🤖 AI Summary
This study investigates how language models internally represent the importance of individual steps in multi-step reasoning. Moving beyond surface-level analysis of reasoning chains, the authors train probes on model activations and combine cross-layer activation analysis with human-annotated importance labels to reveal, for the first time, that models encode information about critical reasoning steps in their internal activations prior to generating subsequent steps. Experimental results demonstrate that activation signals predict step importance more accurately than token identities alone, and that this internal representation generalizes across models and is independent of superficial textual features. These findings transcend the limitations of traditional surface-based analyses and offer a novel perspective on the mechanisms underlying model reasoning.
📝 Abstract
Language models often solve complex tasks by generating long reasoning chains, consisting of many steps with varying importance. While some steps are crucial for generating the final answer, others are removable.
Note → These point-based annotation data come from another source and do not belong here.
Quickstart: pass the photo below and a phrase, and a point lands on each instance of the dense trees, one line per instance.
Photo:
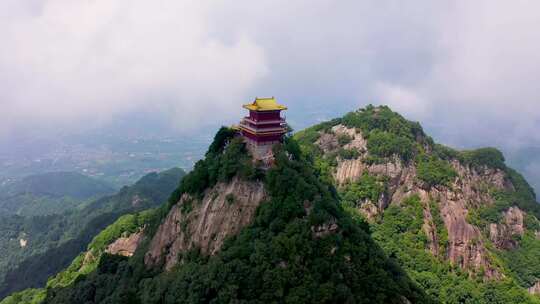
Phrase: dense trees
(55, 240)
(278, 258)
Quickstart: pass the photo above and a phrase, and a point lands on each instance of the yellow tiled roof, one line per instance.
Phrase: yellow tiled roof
(264, 104)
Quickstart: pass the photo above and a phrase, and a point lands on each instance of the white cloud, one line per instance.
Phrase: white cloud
(467, 69)
(77, 62)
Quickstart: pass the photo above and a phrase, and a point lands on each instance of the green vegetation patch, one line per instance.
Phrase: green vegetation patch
(401, 236)
(278, 258)
(434, 171)
(227, 157)
(368, 187)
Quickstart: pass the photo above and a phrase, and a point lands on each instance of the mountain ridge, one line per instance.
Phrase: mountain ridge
(378, 211)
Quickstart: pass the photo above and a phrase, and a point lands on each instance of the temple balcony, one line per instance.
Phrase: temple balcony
(248, 127)
(264, 122)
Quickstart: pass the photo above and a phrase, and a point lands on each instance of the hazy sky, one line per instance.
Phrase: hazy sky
(468, 70)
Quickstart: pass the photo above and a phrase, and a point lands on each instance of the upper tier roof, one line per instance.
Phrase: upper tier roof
(264, 104)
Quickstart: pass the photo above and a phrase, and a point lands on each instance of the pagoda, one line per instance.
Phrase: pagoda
(264, 126)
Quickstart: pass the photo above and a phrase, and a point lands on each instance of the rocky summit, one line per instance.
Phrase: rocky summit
(365, 208)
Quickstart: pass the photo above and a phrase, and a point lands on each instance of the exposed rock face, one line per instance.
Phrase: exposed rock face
(224, 210)
(535, 289)
(465, 247)
(502, 234)
(125, 246)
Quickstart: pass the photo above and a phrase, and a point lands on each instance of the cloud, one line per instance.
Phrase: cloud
(467, 70)
(74, 63)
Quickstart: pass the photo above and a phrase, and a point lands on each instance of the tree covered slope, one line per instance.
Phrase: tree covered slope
(366, 208)
(32, 248)
(460, 222)
(300, 246)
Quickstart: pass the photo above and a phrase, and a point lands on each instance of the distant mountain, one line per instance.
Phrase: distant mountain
(364, 208)
(34, 247)
(50, 193)
(527, 161)
(59, 184)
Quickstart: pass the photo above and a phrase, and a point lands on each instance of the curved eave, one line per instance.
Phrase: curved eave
(253, 107)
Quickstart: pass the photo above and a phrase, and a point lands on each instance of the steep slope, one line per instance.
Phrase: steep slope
(466, 209)
(234, 233)
(51, 242)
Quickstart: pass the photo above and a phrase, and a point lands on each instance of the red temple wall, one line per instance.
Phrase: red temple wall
(259, 138)
(267, 115)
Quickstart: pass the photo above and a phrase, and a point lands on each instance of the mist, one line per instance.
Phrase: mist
(467, 71)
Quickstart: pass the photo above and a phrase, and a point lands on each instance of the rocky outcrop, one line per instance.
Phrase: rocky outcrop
(535, 289)
(466, 246)
(125, 246)
(503, 234)
(193, 223)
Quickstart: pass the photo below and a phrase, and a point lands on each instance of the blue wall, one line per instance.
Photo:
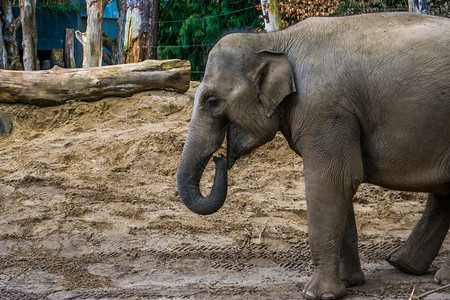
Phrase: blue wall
(51, 28)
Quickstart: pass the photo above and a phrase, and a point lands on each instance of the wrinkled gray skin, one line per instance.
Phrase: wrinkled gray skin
(361, 99)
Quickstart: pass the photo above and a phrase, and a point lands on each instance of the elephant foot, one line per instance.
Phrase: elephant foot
(442, 276)
(321, 288)
(409, 261)
(353, 278)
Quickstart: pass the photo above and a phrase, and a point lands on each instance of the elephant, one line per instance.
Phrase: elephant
(361, 99)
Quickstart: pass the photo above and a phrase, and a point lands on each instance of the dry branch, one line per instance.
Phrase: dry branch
(58, 86)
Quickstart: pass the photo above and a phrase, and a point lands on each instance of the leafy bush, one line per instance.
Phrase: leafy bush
(188, 29)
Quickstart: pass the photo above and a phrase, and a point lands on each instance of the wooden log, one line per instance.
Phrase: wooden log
(58, 86)
(69, 49)
(3, 54)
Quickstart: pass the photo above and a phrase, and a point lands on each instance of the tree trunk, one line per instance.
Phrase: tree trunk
(271, 14)
(92, 42)
(3, 55)
(69, 57)
(10, 26)
(419, 6)
(57, 58)
(29, 34)
(58, 86)
(141, 30)
(121, 7)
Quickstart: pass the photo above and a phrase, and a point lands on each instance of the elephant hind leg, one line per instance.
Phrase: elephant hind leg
(350, 271)
(418, 252)
(443, 274)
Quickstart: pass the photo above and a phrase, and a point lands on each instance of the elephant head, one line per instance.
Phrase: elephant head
(238, 98)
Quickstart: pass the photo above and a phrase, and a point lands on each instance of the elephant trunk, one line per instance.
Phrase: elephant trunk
(190, 171)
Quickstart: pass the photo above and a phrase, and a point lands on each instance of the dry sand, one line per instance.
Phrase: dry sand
(89, 209)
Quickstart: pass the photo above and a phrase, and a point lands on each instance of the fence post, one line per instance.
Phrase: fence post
(419, 6)
(271, 15)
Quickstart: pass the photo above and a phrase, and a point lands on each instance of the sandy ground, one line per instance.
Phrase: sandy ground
(89, 209)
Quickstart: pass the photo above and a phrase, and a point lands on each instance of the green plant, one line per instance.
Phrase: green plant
(188, 29)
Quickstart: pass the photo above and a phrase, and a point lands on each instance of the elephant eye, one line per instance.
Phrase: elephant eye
(213, 103)
(216, 106)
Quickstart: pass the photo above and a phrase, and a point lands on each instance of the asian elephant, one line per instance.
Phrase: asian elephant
(361, 99)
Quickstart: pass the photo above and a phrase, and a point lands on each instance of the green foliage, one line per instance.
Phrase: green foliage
(194, 25)
(59, 9)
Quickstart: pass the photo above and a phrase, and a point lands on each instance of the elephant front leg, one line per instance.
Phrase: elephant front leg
(418, 252)
(328, 208)
(350, 271)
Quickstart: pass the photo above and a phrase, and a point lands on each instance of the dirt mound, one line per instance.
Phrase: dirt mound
(89, 209)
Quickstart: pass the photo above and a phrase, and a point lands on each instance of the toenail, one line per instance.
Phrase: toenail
(328, 296)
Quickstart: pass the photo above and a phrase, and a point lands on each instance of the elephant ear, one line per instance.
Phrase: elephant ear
(275, 80)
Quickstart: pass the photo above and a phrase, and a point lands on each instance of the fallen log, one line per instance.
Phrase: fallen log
(58, 85)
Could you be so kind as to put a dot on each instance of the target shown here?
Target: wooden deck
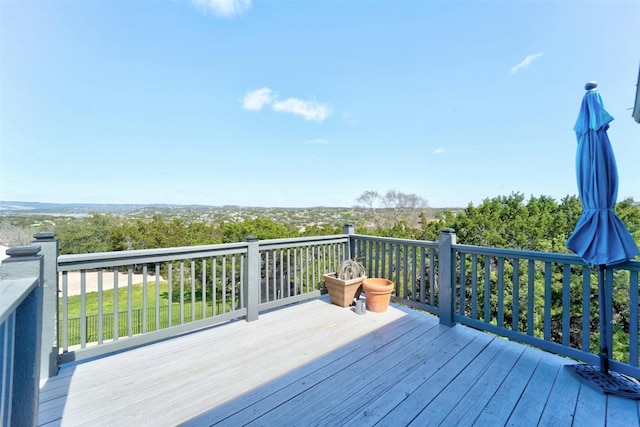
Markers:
(315, 364)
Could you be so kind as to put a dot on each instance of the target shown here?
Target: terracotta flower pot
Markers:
(378, 294)
(343, 292)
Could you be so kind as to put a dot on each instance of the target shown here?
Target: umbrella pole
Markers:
(604, 334)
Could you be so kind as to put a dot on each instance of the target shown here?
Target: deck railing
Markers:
(20, 332)
(146, 295)
(547, 300)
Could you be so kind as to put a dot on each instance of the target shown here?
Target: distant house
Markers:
(636, 107)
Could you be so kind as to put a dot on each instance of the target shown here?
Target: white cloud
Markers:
(310, 110)
(223, 8)
(254, 101)
(317, 141)
(526, 62)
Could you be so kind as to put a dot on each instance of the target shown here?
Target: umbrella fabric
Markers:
(600, 237)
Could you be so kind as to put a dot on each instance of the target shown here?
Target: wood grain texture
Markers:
(318, 364)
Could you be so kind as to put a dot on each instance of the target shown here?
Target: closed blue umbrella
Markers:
(600, 238)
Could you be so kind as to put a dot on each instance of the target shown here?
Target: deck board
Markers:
(317, 364)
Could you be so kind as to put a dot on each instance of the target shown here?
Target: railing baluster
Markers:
(566, 304)
(500, 292)
(144, 298)
(547, 300)
(234, 304)
(170, 291)
(100, 337)
(633, 319)
(487, 289)
(515, 324)
(463, 283)
(214, 286)
(531, 295)
(193, 291)
(116, 320)
(182, 308)
(83, 308)
(223, 261)
(474, 286)
(157, 291)
(130, 300)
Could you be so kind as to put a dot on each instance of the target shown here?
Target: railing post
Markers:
(24, 262)
(446, 269)
(349, 229)
(49, 353)
(252, 274)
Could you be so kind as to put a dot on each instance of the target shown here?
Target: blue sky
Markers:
(307, 103)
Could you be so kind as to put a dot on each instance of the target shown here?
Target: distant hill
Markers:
(35, 208)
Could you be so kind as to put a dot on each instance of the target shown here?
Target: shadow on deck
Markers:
(314, 363)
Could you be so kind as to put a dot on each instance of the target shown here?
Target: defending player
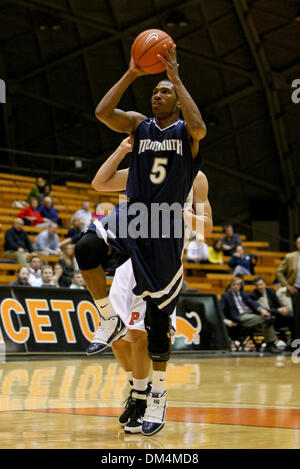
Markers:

Determining which steps matter most, and why, remains an open question central to understanding how models process reasoning. We investigate if this question is best approached through model internals or through tokens of the reasoning chain itself. We find that model activations contain more information than tokens for identifying important reasoning steps. Crucially, by training probes on model activations to predict importance, we show that models encode an internal representation of step importance, even prior to the generation of subsequent steps. This internal representation of importance generalizes across models, is distributed across layers, and does not correlate with surface-level features, such as a step's relative position or its length. Our findings suggest that analyzing activations can reveal aspects of reasoning that surface-level approaches fundamentally miss, indicating that reasoning analyses should look into model internals.